Gustav Temple meets the actress who has played Polly Gray in five seasons of Peaky Blinders, to find out how deeply she has become connected to the character

I’ve talked to your co-star Paul Anderson

and creator Steven Knight about the men’s styling of Peaky Blinders. What was your experience in the costume department? Did you have any say in what you wear as Aunt Polly? I’m a real pain in the neck when it comes to costume, because it’s really important to me. I’ve always really designed what I’ve been wearing alongside the designer, because it makes an enormous difference to how you move, how you’re perceived and how you feel. So right from the beginning when we started Peaky, I wanted Polly to have a very tight silhouette, so they were saying, ‘This is the period, it’s drop-waist…’ and I said, yeah, I’m not wearing that. We need a corset and a hobble skirt and boots up to the thigh, and everything a size too small, tailored within an inch of its life. We need massive hair, with pins I’m going to stab people with, things I can whip out of fur; I need a gun on the inside thigh in a garter. It should all make me feel a certain way.

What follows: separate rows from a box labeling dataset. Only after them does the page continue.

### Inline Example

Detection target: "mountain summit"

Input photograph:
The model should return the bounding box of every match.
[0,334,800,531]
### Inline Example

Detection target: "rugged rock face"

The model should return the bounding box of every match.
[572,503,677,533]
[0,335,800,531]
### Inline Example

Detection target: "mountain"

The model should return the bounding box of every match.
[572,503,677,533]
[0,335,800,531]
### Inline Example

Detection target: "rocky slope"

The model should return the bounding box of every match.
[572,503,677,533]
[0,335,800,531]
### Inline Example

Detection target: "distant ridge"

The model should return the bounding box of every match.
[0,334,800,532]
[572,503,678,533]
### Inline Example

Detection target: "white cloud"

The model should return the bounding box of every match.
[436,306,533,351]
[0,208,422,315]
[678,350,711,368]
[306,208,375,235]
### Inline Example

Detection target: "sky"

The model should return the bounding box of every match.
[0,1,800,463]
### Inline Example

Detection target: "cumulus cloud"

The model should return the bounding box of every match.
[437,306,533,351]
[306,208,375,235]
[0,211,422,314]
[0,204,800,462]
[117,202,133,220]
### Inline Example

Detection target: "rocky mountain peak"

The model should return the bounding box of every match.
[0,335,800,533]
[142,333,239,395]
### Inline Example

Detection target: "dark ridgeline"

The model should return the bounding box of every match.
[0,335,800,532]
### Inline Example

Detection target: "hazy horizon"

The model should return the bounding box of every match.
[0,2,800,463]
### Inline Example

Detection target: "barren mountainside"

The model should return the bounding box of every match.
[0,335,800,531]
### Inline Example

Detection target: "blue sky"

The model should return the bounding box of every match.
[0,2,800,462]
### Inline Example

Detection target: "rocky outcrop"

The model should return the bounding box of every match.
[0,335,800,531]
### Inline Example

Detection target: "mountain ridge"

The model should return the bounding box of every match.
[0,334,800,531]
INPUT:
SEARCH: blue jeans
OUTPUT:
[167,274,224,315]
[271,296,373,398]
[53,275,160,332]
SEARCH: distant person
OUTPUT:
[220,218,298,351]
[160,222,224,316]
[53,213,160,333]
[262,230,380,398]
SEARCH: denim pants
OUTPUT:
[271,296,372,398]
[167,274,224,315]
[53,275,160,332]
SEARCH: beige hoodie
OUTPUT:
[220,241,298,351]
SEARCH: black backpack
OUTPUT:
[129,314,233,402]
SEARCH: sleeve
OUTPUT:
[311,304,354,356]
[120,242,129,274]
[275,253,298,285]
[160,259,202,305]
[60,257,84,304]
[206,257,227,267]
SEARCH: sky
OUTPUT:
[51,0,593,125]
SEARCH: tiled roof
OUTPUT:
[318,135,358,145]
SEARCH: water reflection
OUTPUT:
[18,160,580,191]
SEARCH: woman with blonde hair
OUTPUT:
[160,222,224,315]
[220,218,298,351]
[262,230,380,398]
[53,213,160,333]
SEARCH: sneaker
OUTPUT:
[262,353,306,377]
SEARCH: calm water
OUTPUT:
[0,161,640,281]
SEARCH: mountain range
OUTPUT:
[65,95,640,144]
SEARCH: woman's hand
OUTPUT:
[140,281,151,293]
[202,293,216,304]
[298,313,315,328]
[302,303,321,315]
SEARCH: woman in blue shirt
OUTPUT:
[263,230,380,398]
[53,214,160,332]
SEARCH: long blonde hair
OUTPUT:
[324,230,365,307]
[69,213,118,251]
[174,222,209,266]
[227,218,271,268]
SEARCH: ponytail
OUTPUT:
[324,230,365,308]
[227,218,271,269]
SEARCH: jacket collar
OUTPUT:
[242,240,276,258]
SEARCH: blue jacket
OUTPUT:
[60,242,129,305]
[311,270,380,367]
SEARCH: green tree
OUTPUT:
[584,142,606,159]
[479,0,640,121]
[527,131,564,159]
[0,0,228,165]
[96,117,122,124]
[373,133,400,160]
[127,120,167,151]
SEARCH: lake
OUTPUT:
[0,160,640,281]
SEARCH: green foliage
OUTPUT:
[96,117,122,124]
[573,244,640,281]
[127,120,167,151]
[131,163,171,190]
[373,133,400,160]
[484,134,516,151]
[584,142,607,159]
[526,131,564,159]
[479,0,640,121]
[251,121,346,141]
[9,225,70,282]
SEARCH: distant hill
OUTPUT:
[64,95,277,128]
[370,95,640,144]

For the last few years we’ve worked with Alison McCosh, who sources costumes from museums, costume houses, places people don’t usually use. She’ll go as far as Washington, Barcelona or Rome to find the right piece; she’s as obsessive as I am. So before we even start filming, we’ll have entire outfits, complete with shoes, gloves, earrings, hats, for the entire season. Polly definitely wears her clothes as armour and is comfortable in her own skin.

“We need a corset and a hobble skirt and boots up to the thigh, and everything a size too small, tailored within an inch of its life.”

What can we expect sartorially in season 5? I saw some stills and you looked a bit more masculine than usual, in a sexy Marlene Dietrich sort of way.